Despite years of scientific studies to guide regulation efforts, it is unknown to what degree agricultural pesticides cause species losses and thus a decrease in total biodiversity. To examine this relationship, Beketov et al. (2013) analyzed the effects of pesticides on taxa richness of stream invertebrates, using additional analyses to discriminate the possible confounding factors from the effects of pesticides. In all study sites it was shown that pesticide use caused a loss in species and family richness, indicating that pesticide use should be considered a main driver of regional biodiversity loss. —Kahea Kanuha
Beketov, M., Kefford, B., Schafer, R., Liess, M., 2013. Pesticides reduce regional biodiversity of stream invertebrates. Proceedings of the National Academy of Sciences 110, 11039—11043.

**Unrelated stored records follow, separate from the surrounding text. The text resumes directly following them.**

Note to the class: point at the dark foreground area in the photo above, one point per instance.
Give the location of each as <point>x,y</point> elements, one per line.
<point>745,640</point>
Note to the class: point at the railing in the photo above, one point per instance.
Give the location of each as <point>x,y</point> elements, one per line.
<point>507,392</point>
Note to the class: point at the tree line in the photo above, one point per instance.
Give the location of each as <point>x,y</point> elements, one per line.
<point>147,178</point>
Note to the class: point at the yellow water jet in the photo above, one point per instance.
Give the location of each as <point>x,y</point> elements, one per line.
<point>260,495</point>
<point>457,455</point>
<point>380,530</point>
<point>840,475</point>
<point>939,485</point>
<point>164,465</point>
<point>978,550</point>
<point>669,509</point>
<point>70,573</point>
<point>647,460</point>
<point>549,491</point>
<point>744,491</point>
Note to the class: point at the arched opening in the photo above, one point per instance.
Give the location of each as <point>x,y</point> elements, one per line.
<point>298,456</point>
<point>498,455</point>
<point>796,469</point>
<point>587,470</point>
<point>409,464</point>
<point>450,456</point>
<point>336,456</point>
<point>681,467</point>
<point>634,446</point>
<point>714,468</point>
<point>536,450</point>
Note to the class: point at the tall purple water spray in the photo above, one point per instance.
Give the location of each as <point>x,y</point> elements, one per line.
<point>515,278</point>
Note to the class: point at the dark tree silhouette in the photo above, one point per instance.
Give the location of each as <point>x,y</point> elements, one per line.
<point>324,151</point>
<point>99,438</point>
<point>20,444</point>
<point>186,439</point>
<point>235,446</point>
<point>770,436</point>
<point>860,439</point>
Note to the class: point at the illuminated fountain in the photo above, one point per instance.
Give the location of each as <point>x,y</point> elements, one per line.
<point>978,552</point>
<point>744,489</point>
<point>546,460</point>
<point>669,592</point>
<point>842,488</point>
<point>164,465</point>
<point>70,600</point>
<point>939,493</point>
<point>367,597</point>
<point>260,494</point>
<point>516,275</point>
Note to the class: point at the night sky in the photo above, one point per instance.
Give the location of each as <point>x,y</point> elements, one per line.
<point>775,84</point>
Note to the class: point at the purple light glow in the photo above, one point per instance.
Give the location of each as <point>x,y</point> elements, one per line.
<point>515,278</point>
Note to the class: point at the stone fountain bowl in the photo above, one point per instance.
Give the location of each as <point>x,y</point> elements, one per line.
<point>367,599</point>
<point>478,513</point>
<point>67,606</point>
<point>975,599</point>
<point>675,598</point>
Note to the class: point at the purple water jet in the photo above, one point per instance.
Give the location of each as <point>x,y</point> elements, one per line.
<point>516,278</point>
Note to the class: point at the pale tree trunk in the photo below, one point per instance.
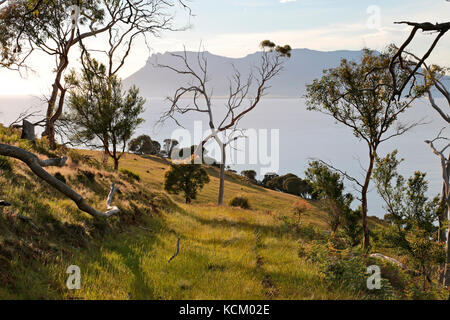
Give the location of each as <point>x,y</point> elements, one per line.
<point>364,205</point>
<point>446,279</point>
<point>442,218</point>
<point>51,118</point>
<point>445,166</point>
<point>222,176</point>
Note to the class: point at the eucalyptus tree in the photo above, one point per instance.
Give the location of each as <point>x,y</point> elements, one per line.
<point>100,111</point>
<point>55,27</point>
<point>245,93</point>
<point>432,77</point>
<point>359,96</point>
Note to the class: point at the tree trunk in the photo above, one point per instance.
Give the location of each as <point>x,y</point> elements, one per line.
<point>366,238</point>
<point>442,217</point>
<point>51,118</point>
<point>222,177</point>
<point>27,131</point>
<point>446,273</point>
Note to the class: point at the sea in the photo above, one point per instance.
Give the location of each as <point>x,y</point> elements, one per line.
<point>288,138</point>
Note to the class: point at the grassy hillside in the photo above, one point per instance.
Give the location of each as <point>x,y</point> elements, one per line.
<point>225,253</point>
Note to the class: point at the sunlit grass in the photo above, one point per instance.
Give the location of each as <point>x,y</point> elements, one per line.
<point>225,253</point>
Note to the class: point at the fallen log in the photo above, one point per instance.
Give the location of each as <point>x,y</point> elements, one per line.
<point>37,166</point>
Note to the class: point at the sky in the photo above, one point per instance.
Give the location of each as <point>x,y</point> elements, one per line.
<point>234,28</point>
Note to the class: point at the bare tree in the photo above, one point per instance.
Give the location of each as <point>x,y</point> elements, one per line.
<point>431,75</point>
<point>37,166</point>
<point>398,58</point>
<point>239,102</point>
<point>445,165</point>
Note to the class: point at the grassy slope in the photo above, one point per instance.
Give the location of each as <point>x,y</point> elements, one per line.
<point>226,253</point>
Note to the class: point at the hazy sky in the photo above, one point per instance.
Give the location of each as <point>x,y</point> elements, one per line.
<point>235,27</point>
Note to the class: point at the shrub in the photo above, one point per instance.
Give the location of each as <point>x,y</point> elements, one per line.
<point>130,174</point>
<point>5,164</point>
<point>240,201</point>
<point>186,178</point>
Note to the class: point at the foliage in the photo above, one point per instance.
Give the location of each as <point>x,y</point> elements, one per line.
<point>412,215</point>
<point>360,95</point>
<point>186,178</point>
<point>240,201</point>
<point>329,187</point>
<point>6,164</point>
<point>346,270</point>
<point>144,145</point>
<point>249,174</point>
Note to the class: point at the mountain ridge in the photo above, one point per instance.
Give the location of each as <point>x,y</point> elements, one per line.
<point>154,81</point>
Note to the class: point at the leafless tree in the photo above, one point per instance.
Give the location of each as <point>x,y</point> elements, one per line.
<point>240,99</point>
<point>440,28</point>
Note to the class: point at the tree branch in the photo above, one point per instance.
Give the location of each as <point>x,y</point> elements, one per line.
<point>36,165</point>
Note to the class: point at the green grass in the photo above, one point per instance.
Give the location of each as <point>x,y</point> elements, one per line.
<point>225,252</point>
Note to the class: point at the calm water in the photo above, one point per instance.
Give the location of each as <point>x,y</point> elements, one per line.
<point>303,135</point>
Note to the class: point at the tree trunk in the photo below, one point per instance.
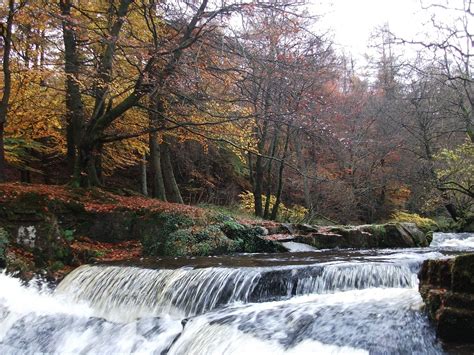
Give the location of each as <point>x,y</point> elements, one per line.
<point>158,184</point>
<point>85,170</point>
<point>276,206</point>
<point>268,196</point>
<point>74,105</point>
<point>258,180</point>
<point>144,182</point>
<point>2,154</point>
<point>172,188</point>
<point>7,33</point>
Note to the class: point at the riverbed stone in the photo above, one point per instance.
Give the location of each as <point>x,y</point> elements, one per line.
<point>447,288</point>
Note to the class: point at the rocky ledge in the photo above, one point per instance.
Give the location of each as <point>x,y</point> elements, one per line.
<point>447,288</point>
<point>389,235</point>
<point>52,228</point>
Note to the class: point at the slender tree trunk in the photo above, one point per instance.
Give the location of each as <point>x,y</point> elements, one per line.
<point>156,121</point>
<point>276,206</point>
<point>74,105</point>
<point>268,196</point>
<point>158,184</point>
<point>173,193</point>
<point>2,153</point>
<point>144,182</point>
<point>259,172</point>
<point>7,33</point>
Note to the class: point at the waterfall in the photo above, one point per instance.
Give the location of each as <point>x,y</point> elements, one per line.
<point>337,302</point>
<point>112,290</point>
<point>456,241</point>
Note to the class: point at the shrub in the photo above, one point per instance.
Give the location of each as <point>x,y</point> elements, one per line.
<point>3,246</point>
<point>425,224</point>
<point>295,214</point>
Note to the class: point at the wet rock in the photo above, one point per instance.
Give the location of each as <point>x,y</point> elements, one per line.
<point>447,288</point>
<point>390,235</point>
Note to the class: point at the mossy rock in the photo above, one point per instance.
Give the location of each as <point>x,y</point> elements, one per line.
<point>249,238</point>
<point>155,230</point>
<point>463,274</point>
<point>4,241</point>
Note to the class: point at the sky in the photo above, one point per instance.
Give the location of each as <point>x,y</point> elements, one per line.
<point>352,21</point>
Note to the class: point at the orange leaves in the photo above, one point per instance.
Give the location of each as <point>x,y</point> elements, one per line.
<point>108,251</point>
<point>96,200</point>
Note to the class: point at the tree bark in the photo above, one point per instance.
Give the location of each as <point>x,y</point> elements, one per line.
<point>158,184</point>
<point>268,196</point>
<point>7,33</point>
<point>172,188</point>
<point>144,181</point>
<point>74,104</point>
<point>276,206</point>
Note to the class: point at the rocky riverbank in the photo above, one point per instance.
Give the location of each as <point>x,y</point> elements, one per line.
<point>447,288</point>
<point>54,229</point>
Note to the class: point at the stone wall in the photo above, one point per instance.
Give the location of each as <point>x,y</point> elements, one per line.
<point>447,288</point>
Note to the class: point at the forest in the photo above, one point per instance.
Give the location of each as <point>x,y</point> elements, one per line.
<point>238,104</point>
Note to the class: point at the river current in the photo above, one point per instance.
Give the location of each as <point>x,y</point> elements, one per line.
<point>303,302</point>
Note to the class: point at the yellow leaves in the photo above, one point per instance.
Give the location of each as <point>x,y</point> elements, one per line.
<point>295,214</point>
<point>35,115</point>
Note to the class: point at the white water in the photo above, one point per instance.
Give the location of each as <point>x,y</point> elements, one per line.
<point>329,307</point>
<point>295,247</point>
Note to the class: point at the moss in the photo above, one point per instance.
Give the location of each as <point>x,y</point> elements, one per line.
<point>4,241</point>
<point>56,266</point>
<point>463,274</point>
<point>425,224</point>
<point>159,230</point>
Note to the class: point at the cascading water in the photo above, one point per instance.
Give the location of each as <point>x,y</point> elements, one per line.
<point>319,302</point>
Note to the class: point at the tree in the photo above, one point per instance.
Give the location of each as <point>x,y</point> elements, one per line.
<point>6,31</point>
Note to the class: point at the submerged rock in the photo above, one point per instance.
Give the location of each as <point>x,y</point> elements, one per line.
<point>447,288</point>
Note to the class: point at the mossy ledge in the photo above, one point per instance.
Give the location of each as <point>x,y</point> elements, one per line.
<point>447,288</point>
<point>52,229</point>
<point>56,228</point>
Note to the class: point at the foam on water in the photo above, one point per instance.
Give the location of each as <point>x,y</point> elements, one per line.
<point>115,291</point>
<point>36,321</point>
<point>338,307</point>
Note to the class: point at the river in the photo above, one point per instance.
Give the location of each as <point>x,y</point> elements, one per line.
<point>304,302</point>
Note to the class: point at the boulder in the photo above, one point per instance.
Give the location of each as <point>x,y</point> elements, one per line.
<point>447,288</point>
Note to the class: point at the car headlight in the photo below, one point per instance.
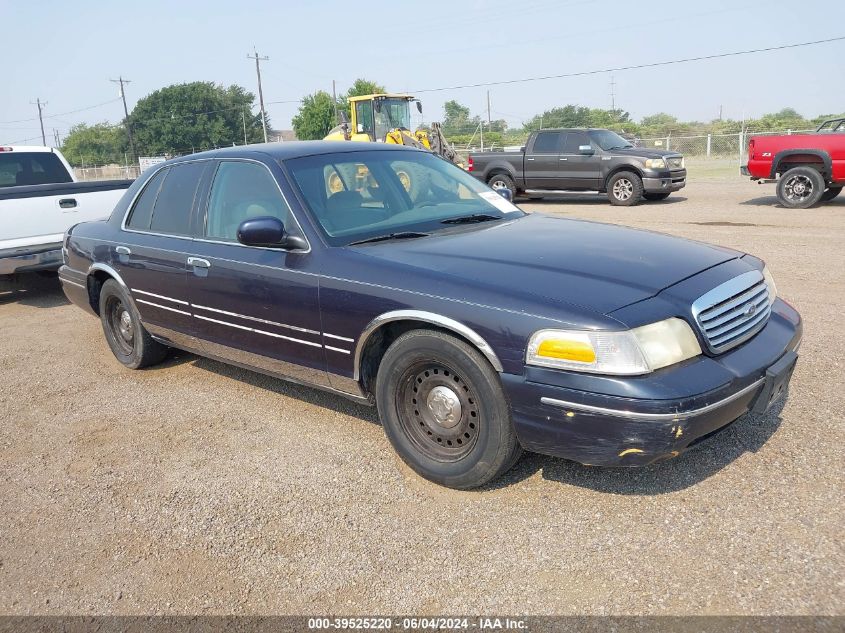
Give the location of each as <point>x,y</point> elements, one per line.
<point>637,351</point>
<point>770,282</point>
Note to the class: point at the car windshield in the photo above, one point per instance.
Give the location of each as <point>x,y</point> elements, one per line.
<point>608,140</point>
<point>357,196</point>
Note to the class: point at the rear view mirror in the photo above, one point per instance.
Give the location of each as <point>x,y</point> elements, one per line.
<point>268,232</point>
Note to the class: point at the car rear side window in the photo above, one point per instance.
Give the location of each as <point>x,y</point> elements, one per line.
<point>172,211</point>
<point>547,143</point>
<point>142,212</point>
<point>18,169</point>
<point>573,141</point>
<point>242,191</point>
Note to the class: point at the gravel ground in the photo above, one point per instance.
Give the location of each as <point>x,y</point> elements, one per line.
<point>195,487</point>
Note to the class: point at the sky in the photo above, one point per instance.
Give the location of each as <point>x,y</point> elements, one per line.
<point>64,53</point>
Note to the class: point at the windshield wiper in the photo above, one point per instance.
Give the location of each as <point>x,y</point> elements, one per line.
<point>471,219</point>
<point>400,235</point>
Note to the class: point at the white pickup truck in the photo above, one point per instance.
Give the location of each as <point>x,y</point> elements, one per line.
<point>39,200</point>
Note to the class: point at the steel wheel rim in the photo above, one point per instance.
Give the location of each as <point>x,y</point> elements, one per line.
<point>438,411</point>
<point>798,188</point>
<point>121,325</point>
<point>623,189</point>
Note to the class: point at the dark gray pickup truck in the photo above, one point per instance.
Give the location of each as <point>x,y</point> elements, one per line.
<point>582,160</point>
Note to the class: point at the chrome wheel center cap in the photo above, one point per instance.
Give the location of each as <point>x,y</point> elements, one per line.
<point>445,406</point>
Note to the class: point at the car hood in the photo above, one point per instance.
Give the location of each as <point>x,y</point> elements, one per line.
<point>601,267</point>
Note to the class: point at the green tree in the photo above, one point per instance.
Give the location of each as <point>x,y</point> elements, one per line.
<point>99,144</point>
<point>315,116</point>
<point>194,116</point>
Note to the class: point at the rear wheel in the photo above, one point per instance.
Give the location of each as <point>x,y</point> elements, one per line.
<point>130,343</point>
<point>800,188</point>
<point>502,181</point>
<point>444,410</point>
<point>624,189</point>
<point>830,193</point>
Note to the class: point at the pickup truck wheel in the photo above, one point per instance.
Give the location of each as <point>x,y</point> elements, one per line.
<point>130,343</point>
<point>624,189</point>
<point>502,181</point>
<point>800,188</point>
<point>830,193</point>
<point>444,411</point>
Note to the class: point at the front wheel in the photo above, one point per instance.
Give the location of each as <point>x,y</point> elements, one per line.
<point>444,411</point>
<point>830,193</point>
<point>800,188</point>
<point>502,181</point>
<point>624,189</point>
<point>129,341</point>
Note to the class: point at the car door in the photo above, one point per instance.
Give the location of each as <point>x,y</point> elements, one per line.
<point>541,160</point>
<point>579,170</point>
<point>151,260</point>
<point>255,306</point>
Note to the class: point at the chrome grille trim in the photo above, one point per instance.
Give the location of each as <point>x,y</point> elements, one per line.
<point>733,312</point>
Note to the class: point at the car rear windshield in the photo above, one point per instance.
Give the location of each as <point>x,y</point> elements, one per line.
<point>31,168</point>
<point>356,196</point>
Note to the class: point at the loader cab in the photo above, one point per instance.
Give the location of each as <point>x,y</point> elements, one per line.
<point>377,115</point>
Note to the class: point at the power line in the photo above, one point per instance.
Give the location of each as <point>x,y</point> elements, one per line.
<point>258,61</point>
<point>633,67</point>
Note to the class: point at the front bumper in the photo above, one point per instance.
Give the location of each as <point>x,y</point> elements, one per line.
<point>609,430</point>
<point>665,182</point>
<point>45,258</point>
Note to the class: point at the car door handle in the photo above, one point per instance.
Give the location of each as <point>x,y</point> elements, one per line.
<point>198,262</point>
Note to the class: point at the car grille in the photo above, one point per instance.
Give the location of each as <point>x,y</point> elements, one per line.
<point>733,312</point>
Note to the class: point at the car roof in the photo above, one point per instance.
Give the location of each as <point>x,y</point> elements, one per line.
<point>295,149</point>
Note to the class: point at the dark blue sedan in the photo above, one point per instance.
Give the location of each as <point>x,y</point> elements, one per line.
<point>392,277</point>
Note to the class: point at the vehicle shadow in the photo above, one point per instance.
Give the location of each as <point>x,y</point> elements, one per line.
<point>32,289</point>
<point>747,434</point>
<point>311,395</point>
<point>597,199</point>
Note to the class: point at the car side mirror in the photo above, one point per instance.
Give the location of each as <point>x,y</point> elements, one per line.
<point>268,232</point>
<point>505,193</point>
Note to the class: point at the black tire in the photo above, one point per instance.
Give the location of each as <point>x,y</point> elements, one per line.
<point>830,193</point>
<point>800,188</point>
<point>130,343</point>
<point>624,189</point>
<point>502,181</point>
<point>421,377</point>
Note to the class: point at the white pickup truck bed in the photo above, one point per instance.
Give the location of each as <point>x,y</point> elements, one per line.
<point>34,217</point>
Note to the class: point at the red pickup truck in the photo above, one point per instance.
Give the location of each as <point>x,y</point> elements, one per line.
<point>808,168</point>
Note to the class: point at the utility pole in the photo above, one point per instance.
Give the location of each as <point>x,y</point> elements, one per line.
<point>260,93</point>
<point>613,95</point>
<point>120,80</point>
<point>40,105</point>
<point>489,118</point>
<point>334,101</point>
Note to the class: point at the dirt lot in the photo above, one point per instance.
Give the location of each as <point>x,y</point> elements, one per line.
<point>195,487</point>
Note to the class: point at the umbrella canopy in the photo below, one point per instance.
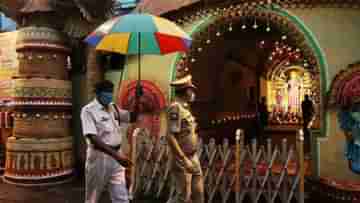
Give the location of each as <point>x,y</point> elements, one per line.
<point>156,35</point>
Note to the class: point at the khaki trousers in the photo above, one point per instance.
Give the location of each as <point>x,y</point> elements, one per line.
<point>189,186</point>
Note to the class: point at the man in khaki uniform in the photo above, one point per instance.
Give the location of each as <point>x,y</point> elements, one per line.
<point>183,142</point>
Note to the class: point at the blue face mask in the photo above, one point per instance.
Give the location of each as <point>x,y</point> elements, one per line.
<point>105,97</point>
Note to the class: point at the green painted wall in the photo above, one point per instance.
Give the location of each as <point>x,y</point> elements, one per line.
<point>338,33</point>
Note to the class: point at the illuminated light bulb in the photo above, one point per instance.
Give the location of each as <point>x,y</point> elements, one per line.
<point>255,26</point>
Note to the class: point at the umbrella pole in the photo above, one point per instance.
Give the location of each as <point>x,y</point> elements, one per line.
<point>139,90</point>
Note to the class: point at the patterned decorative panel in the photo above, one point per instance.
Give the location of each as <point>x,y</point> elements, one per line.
<point>39,161</point>
<point>41,125</point>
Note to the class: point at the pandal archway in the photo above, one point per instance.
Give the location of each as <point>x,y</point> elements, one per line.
<point>236,56</point>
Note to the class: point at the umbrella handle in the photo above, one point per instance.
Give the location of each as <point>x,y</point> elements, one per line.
<point>138,93</point>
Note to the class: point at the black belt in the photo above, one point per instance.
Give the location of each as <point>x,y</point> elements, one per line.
<point>116,147</point>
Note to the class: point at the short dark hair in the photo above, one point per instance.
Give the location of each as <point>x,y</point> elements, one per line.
<point>180,91</point>
<point>104,86</point>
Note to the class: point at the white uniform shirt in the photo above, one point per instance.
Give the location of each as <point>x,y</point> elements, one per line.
<point>97,121</point>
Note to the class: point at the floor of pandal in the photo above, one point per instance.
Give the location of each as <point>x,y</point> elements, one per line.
<point>74,192</point>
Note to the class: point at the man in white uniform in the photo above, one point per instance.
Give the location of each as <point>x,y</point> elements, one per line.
<point>104,125</point>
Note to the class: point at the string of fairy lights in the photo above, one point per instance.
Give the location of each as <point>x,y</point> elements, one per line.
<point>256,16</point>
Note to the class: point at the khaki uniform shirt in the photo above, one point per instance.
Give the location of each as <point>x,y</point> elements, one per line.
<point>182,125</point>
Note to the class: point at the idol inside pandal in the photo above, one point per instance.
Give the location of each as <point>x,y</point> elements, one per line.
<point>286,94</point>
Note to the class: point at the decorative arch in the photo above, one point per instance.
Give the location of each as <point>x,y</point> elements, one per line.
<point>298,33</point>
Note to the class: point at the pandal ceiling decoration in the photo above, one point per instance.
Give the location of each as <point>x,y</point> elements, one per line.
<point>345,88</point>
<point>291,48</point>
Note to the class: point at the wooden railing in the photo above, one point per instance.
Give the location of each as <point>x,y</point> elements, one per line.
<point>231,173</point>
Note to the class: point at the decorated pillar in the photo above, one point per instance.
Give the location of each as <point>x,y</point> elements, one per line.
<point>41,148</point>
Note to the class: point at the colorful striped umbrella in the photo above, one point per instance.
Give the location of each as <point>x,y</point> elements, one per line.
<point>139,34</point>
<point>156,35</point>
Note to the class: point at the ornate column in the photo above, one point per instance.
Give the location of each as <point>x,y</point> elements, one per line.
<point>41,148</point>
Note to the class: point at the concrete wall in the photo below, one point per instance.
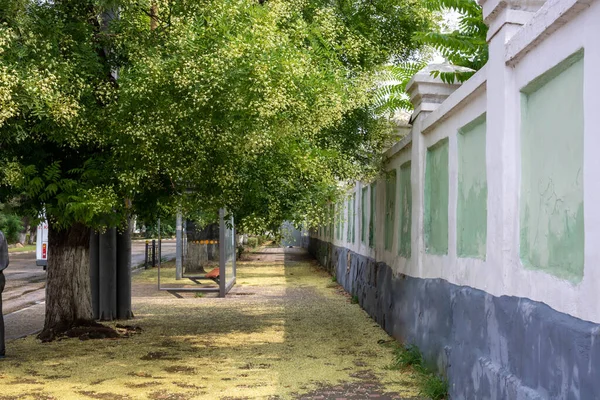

Beketov et al. applied the contaminant category richness to study the impacts of pesticide use on freshwater stream invertebrates. Contaminant category richness describes the taxa richness of stream invertebrates particular to different water contaminant levels, quantified by the relationship between the number of individuals and the number of taxa recorded. Data were used from Europe (33 sites) and Australia (18 sites) and included pesticide exposure assessment, stream invertebrate records, and data on environmental factors that may compound the effects of pesticides.
Study sites were assigned a contamination category based on toxic units (TUs) computed from the maximum pesticide concentrations at peak water runoff events. The contamination categories were then compared to the species and family richness of each respective study site. The Chao 2 richness estimator used the collected data to predict the species richness for an infinite number of samples taken at each site. Results show significant differences in taxonomic richness among all contamination categories. The percentage decrease in taxonomic richness between the uncontaminated and highly contaminated sites ranged from 27%, from the Australian family-level data, to 42%, for the European species-level data. Such an extensive decline is comparable to the effects of other known drivers of biodiversity loss. This indicates that for the goal of slowing biodiversity loss, safer standards should be set for pesticide use, methods, and mitigation practices.
Two methods were used to discern the possible effects of confounding factors from the effects of pesticide use. In the first, the SPEAR approach was used to identify the taxa that are particularly vulnerable to pesticides. After these taxa were identified, the data were checked to see whether the overall declines in taxa richness were based on the losses of taxa particularly vulnerable to pesticide use. As expected, it was found that pesticide contamination was associated with a decrease in the number of pesticide-vulnerable taxa. Secondly, available water quality and habitat variables were analyzed to see if any of them would explain the differences between contamination categories. The only significant difference found was in electrical conductivity between the slightly and heavily contaminated sites in Australia, but it was not a consistent linear trend and thus it is unlikely to be a major driver of the observed diversity patterns.
The effects of pesticide use on the taxa richness in Europe were identified in the contaminant concentration level that is considered to be protective by current European agricultural pesticides regulation. This indicates that current standards are not high enough to protect stream biodiversity. Agricultural pesticide use is predicted to increase in the coming decades due to the effects of climate change, and without more stringent regulation it may become an even more important driver of biodiversity loss in the future.